Will shouldered his way through the front door. He squinted at her thoughtfully, then picked up where Brad had left off, demanding suspiciously, “Or are you?”
Lewis shoved his scrawny shoulders through the well-muscled frames of his older brothers. Pushing his glasses up on his nose, he said, “You know what the deal was. Dad said Kate wasn’t supposed to find out any—”
Brad clamped a hand over Lewis’s mouth, cutting him off in midsentence, and gave him a warning look not to be argued with. “Why don’t you come inside, Kate?”
“But…” Lewis sputtered anxiously, shooting a nervous glance behind him.
“Never mind what Dad said before, Lewis. I’m sure he can handle this,” Brad said in a voice laced with double meaning.
Beside him, Will and Riley remained skeptical.
Unable to contain either her curiosity or her eagerness to see Sam and make amends with him a second longer, Kate stepped inside the house and saw the disaster zone it had become. She knew Mrs. Roundtree was away for the weekend—Lilah had said something about it at the hospital—but this was ridiculous. The interior of the house looked like a college dorm on move-in day.
“Hey, Kate’s here!” Kevin dodged the clothes and books and toys all over the front hall and ran up and gave her a hug. “I missed you.”
Kate hugged him back, loving the feel of his small sturdy body in her arms. “I missed you, too,” she said thickly. In fact, even though it had only been a week since she’d seen them, she had missed them all tremendously.
Sam’s voice thundered from up above. It was more than a little irritated. “Guys, I told you not to disappear before the job was done!”
Kate turned her glance to the furniture piled up in the hall on the second floor. It looked as if the boys’ rooms had exploded, their toys, games and athletic gear landing at random places all over the house.
“We’re never going to get finished,” Sam continued grumpily, threading his way down the stairs, “unless you—” Sam broke off at the sight of her, then continued his descent, his eyes locked with hers, not stopping until they stood toe to toe. Kate felt her breath catch in her chest.
Clearly, Sam had been working very hard at whatever he was doing here. Sweat dotted his dark brow and clung to the roots of his hair. His T-shirt was damp with sweat. It molded to his taut, strong body as well as his tight, worn jeans. Clearly, he hadn’t shaved for at least a day. The stubble lining his face added a dark, dangerous aura to his handsome profile. Just being near him again made Kate’s spirits rise and her heart take on a slow, thudding beat.

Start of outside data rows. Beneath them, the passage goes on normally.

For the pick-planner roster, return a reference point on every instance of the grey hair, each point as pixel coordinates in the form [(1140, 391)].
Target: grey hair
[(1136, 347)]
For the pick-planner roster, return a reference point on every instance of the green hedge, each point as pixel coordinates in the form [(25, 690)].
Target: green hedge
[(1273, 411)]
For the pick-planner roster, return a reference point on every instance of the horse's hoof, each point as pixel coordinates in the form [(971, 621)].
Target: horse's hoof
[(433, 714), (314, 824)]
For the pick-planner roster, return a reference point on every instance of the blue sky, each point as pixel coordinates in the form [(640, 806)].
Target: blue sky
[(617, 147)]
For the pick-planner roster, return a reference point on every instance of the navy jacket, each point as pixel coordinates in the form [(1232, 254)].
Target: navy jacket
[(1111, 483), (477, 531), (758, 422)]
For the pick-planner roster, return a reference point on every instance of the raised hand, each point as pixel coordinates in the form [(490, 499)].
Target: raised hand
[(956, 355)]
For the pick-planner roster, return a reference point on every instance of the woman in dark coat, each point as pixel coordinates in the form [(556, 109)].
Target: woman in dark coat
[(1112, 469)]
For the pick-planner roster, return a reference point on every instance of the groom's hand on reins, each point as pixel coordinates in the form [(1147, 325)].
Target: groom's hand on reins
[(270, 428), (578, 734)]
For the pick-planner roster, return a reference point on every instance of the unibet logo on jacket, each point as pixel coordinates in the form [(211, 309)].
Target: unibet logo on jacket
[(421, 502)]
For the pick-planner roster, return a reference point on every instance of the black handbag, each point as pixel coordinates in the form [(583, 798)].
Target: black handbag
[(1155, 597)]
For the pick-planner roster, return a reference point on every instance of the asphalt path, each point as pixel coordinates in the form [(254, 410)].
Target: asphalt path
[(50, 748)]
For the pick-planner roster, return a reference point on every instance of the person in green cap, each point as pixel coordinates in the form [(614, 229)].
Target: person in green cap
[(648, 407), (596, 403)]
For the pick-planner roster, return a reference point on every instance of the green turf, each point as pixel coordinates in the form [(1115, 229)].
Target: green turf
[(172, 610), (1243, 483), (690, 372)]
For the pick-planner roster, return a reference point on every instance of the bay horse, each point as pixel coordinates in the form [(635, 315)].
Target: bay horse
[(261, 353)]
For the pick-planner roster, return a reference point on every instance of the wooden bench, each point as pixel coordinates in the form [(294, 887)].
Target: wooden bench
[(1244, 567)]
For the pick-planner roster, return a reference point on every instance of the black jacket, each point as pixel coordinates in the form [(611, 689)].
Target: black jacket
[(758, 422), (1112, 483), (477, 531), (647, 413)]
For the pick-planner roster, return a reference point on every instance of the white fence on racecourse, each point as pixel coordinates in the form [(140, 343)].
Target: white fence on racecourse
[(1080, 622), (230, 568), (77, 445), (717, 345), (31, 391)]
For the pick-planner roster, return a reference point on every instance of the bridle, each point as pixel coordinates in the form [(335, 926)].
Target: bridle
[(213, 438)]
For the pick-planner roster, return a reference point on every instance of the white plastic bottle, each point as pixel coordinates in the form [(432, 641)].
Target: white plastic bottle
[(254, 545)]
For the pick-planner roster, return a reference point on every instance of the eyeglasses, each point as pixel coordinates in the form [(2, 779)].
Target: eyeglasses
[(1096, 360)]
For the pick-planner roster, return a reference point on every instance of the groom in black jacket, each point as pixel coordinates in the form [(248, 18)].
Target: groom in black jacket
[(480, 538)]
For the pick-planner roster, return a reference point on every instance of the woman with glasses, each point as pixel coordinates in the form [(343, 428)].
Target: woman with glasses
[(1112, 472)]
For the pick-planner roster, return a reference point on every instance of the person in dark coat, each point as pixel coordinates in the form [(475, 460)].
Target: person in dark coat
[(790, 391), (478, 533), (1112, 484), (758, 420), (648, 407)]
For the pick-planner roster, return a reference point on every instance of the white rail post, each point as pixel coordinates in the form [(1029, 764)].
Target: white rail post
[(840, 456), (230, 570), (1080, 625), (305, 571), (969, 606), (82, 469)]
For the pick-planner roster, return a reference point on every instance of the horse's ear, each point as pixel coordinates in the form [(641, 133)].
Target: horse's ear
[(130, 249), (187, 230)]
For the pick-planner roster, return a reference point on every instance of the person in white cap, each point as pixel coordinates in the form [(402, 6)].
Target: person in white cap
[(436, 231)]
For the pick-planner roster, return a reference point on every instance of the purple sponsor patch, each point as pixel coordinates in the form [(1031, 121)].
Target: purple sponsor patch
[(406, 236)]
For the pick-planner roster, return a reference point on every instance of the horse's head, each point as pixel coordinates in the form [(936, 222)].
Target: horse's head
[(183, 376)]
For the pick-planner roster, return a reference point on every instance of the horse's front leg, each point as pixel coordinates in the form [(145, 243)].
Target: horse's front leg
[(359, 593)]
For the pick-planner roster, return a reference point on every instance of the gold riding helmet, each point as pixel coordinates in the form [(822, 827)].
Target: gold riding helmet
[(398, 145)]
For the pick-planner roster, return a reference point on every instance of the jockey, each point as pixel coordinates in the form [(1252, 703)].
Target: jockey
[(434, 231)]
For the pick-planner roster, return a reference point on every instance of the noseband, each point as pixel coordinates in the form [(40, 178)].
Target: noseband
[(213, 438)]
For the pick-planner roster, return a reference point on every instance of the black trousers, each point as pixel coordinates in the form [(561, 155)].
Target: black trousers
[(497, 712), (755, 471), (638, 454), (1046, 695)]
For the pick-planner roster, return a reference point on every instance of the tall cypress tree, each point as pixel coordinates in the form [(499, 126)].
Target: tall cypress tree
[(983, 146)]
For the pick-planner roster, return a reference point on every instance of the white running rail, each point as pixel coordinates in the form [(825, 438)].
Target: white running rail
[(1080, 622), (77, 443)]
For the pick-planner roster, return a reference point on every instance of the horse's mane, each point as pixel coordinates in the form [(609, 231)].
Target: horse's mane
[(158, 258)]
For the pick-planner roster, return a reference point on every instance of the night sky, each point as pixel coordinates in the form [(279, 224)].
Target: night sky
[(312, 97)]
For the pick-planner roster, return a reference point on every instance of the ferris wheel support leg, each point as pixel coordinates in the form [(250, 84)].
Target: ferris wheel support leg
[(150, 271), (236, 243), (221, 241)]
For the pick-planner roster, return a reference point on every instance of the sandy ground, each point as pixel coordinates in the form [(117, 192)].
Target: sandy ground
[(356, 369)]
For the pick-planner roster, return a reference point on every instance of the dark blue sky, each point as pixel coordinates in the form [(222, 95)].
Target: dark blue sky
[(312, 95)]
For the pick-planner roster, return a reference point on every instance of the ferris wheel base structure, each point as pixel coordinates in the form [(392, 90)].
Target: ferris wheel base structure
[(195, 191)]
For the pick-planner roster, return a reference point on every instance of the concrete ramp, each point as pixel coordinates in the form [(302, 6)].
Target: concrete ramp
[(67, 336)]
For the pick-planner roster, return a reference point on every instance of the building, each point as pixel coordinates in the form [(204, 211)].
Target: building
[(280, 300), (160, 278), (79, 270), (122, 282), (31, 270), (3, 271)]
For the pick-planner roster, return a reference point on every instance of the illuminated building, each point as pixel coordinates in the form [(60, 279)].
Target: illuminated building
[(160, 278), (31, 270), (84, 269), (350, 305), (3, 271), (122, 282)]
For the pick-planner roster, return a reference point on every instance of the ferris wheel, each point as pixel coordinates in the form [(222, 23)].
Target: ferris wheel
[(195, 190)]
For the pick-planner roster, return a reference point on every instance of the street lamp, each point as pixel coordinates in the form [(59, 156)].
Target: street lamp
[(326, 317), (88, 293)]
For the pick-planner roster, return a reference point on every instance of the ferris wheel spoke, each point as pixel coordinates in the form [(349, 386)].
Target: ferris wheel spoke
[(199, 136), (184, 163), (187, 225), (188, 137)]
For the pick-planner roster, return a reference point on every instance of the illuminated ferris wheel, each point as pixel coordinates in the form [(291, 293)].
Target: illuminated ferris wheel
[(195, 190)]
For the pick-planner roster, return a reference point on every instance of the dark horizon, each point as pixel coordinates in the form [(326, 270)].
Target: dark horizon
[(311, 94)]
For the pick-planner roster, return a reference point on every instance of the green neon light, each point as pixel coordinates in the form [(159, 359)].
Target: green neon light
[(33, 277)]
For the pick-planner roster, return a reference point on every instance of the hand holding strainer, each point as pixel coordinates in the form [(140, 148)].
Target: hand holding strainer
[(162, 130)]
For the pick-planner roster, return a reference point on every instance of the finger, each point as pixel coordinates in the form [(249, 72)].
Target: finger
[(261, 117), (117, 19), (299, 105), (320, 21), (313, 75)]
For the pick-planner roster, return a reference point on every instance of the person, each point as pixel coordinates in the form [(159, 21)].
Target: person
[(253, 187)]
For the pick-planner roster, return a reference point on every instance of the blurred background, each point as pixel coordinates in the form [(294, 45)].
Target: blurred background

Before either of them could say anything else, the guys with the furniture store logo on their shirts tromped down the stairs. The one who looked to be in charge handed Sam a piece of paper and a pen. “You’re all set up there, Mr. McCabe.”
“Thanks, guys. I appreciate the quick work.” Sam scrawled his signature. When they’d gone, Sam took Kate’s hand and led her through the front door and around to the side of the house, to a deserted corner of the wraparound porch. He guided her into a wicker chair and pulled one up next to her, so they were sitting knee-to-knee, face-to-face. “I wasn’t expecting to see you today,” he said.